For the costs - ideally you need to run the code snippet through llvm-mca (you can do this in godbolt) for various cpus of that level (e.g. avx1 -> sandybridge/btver2/bdver2, avx2 -> znver2/haswell etc.) and use the worst case throughput cost of those runs. For older targets (sse2...) we're more limited on testable cpu targets, I tend to just use slm's costs as they tend to match weak pre-avx cpus).
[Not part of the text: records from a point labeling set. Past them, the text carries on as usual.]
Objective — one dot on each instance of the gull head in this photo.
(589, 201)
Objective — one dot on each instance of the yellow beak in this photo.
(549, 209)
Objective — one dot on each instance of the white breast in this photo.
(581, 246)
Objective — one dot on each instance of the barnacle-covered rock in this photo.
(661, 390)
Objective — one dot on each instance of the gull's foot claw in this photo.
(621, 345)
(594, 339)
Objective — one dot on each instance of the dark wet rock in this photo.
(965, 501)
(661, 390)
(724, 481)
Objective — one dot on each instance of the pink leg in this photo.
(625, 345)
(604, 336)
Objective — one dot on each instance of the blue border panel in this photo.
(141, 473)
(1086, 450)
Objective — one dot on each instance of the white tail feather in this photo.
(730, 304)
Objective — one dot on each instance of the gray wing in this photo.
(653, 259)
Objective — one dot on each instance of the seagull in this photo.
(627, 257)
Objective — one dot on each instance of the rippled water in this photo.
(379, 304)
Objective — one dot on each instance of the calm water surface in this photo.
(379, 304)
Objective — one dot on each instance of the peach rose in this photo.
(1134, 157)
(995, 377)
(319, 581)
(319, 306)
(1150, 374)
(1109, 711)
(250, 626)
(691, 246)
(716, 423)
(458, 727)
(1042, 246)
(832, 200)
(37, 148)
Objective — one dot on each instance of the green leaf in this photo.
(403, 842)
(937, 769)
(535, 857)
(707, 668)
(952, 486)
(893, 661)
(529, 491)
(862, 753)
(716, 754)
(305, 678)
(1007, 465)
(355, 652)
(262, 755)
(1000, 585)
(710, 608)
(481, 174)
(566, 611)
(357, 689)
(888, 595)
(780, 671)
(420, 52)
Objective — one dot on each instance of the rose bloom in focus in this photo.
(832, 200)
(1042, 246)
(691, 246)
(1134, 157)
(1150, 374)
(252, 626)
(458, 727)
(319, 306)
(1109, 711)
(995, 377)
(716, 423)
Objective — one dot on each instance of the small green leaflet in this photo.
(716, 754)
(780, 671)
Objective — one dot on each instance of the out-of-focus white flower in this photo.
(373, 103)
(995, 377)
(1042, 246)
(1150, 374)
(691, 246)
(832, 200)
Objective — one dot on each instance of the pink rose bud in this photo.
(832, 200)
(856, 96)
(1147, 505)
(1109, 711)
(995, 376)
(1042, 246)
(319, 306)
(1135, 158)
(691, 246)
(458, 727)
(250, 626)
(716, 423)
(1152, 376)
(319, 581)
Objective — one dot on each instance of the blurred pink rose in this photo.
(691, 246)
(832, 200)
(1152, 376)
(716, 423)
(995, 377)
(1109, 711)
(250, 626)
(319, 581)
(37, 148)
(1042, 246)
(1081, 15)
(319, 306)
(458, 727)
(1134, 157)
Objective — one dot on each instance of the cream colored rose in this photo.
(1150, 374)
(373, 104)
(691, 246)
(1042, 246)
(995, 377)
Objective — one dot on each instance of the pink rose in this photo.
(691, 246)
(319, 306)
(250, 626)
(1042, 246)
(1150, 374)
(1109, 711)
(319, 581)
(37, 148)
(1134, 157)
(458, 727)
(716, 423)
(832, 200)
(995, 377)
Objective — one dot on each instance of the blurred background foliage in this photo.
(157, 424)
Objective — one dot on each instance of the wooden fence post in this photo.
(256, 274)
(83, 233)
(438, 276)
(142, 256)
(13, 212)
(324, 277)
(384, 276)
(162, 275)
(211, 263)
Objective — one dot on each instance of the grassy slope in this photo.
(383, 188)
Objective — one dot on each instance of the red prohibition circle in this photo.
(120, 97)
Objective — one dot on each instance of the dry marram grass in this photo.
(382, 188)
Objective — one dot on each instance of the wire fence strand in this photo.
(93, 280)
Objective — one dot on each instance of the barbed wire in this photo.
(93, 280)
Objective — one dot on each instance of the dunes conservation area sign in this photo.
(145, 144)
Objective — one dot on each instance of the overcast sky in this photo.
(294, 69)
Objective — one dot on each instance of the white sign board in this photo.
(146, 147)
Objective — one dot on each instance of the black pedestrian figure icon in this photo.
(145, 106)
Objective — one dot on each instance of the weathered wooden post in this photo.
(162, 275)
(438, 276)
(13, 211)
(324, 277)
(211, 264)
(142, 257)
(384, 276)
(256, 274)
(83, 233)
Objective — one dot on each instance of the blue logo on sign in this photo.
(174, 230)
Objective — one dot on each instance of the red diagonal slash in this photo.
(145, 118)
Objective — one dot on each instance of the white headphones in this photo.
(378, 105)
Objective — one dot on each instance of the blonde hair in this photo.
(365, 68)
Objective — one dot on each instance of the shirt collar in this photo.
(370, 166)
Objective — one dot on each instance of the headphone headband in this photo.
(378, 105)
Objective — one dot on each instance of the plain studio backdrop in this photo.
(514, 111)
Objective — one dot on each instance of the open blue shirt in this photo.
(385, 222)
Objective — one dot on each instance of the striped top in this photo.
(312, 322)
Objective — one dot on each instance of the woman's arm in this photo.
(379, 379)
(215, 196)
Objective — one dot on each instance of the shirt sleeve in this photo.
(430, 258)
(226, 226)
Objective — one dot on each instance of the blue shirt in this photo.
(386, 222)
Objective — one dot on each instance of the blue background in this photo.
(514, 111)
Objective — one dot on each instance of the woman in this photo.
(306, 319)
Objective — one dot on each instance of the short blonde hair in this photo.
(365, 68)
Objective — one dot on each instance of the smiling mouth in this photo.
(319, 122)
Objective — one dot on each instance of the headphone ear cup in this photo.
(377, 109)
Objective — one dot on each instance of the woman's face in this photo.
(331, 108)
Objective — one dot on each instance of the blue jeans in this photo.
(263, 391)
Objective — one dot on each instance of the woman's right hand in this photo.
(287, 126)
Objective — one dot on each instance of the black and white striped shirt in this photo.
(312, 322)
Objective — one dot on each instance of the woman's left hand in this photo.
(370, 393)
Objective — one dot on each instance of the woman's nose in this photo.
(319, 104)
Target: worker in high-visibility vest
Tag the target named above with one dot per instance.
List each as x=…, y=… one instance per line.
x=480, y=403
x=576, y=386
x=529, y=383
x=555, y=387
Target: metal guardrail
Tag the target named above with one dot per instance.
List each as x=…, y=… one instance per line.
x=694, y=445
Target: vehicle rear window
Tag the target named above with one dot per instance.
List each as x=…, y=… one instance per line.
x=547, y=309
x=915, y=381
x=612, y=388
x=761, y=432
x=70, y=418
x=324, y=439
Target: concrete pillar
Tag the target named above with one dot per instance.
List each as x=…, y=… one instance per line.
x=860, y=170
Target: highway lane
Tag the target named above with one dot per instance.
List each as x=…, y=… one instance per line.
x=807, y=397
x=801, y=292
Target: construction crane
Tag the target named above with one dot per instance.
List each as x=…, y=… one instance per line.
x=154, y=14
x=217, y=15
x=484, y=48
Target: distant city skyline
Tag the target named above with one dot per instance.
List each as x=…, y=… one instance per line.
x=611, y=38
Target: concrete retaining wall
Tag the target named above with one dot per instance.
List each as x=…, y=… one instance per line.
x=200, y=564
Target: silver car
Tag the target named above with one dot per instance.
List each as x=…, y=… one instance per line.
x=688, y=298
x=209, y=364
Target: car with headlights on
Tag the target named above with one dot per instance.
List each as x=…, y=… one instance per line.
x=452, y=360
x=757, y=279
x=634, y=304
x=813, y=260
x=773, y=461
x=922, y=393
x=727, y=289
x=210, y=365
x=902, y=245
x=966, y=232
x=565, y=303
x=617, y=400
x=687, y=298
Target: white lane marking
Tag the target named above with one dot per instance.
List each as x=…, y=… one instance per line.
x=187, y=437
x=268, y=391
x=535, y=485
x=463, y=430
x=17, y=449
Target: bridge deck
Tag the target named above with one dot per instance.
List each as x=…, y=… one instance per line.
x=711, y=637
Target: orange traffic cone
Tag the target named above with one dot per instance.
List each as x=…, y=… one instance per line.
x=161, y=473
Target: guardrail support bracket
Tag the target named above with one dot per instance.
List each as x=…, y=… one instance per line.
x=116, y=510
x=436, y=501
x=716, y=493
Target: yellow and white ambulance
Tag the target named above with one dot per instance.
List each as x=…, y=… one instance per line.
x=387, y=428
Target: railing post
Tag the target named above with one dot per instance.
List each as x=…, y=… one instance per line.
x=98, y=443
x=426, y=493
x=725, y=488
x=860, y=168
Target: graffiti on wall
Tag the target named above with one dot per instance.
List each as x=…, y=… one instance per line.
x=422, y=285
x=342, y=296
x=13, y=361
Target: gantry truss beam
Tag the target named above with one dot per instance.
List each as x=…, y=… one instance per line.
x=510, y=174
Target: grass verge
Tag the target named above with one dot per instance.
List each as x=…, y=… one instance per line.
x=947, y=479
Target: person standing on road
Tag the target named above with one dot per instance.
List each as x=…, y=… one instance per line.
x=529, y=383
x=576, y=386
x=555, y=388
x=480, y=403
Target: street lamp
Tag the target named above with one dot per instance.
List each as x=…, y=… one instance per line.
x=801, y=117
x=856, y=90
Avoid operator order warnings:

if ((VT == MVT::v4i32 && SrcVT == MVT::v4f32) || 
    (VT == MVT::v8i32 && SrcVT == MVT::v8f32))

clang format this block

TomHender updated this revision to Diff 299048.Oct 19 2020, 7:45 AM
TomHender edited the summary of this revision. (Show Details)

@RKSimon Thank you for your very speedy response.

Should I change the other costs that seem wrong to me? Git blame suggests that they are from 2014 and I think they are just way outdated.

TomHender marked 2 inline comments as done.Oct 19 2020, 7:45 AM

@RKSimon I ran it through llvm-mca now. It gives me a reciprocal throughput of 3.5 for Silvermont and 3 for Haswell for the new instruction sequence.

The problem I see with these values is that they seem incorrect relative to the others. Many values are off by a large factor from what I get when I run them through llvm-mca.
Like { ISD::SINT_TO_FP, MVT::v2f64, MVT::v16i8, 16*10 } for SSE2 for example. I don't understand how anyone came up with an astronomic cost of 160. @RKSimon's method gives a value of 3 for me (Godbolt-Link). Even exploring the generated machine code for ancient LLVM versions or the Agner Fog instruction table for VIA Nano 3000 cannot explain this magnitude.

I must be misunderstanding something still.

Gentle ping.

I am still unsure about the cost model thing. Is it possible to get any information about this? Is the policy to just not worry and ignore the other entries?